In February 2013 after Justice Bhaskar Rao, a former chief justice of the Karnataka high court was appointed Lok Ayukta, the contagion of corruption infected the august office. An extortion racket run by his son, Ashwin from the ombudsman’s office was exposed by the media. Over the past few decades, discretionary power wielding politicians and bureaucrats have acquired assets disproportionate to their incomes on such a massive scale that they became vulnerable to extortion by Rao Jr. This scandal brought the office of the Lok Ayukta into grave disrepute and prompted the resignation of Justice Bhaskar Rao in December last year.

Yet instead of finding a reputable judge as his successor, the state’s Congress government has seized the opportunity (without any debate in the legislative assembly) to defang the Lok Ayukta’s office. Its police/investigative wing has been disbanded and a new Anti-Corruption Bureau (ACB) reporting to the chief minister, has been appointed to investigate corruption complaints against public officials.

Another victory for the neta-babu conspiracy.

Transparency aversion

Transparent disclosure identifying the country’s best-performing schools in terms of school-leaving class X and XII exam results is undoubtedly in the public interest. It would not only generate institutional pride within the top-ranked schools, but also inform parents and influence choice of school for their children. In developed Western countries, notably the US and Britain, school performance league tables are officially published by state and Central governments and top-performing schools are feted and celebrated. This logic prompted your editor to write to the top brass of the Delhi-based Central Board of Secondary Education (CBSE), which has over 17,000 affiliated schools, to provide this information. When there was no response, last year a notice was sent under the Right to Information Act, 2005 to Vineet Joshi, former chairman of CBSE, to furnish the information.

A typical kiss-up and kick-down career bureaucrat of the Assam cadre, during his five-year sojourn in CBSE, Joshi unquestioningly implemented the hare-brained ideas of the unlamented Union HRD minister Kapil Sibal, including automatic promotions of all primary children, the hastily drafted inputs-focused RTE Act etc. But repeated pleas to disclose full-school performance of CBSE schools was strongly resisted.

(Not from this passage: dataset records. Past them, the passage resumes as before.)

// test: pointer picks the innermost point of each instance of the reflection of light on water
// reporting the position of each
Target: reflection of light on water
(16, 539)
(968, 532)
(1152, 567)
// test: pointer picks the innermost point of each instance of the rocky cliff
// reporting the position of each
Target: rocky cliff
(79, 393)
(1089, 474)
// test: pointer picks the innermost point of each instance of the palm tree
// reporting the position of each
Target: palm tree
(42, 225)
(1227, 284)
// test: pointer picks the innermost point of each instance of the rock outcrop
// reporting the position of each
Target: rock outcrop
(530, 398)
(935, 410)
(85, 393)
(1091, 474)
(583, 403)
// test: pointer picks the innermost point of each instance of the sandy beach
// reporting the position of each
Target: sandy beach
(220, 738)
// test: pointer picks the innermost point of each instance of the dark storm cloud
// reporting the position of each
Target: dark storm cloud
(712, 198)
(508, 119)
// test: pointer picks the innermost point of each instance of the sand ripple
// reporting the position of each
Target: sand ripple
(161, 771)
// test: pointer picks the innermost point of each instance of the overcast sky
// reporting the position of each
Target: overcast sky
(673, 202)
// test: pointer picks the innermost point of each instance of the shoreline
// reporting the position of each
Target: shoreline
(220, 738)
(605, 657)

Now his office is occupied by another unknown bureaucrat, Satbir Bedi, who is as unresponsive to all communications — including copies of EW couriered gratis to him for his enlightenment. Indications are that Bedi will be as unresponsive to calls for transparency and publishing league tables to identify and celebrate top-performing CBSE schools.

With a succession of colourless babus scared of their own shadows being appointed to head the country’s largest pan-India school-leaving examinations board, it’s unsurprising that the country’s primary-secondary school education system is going from bad to worse.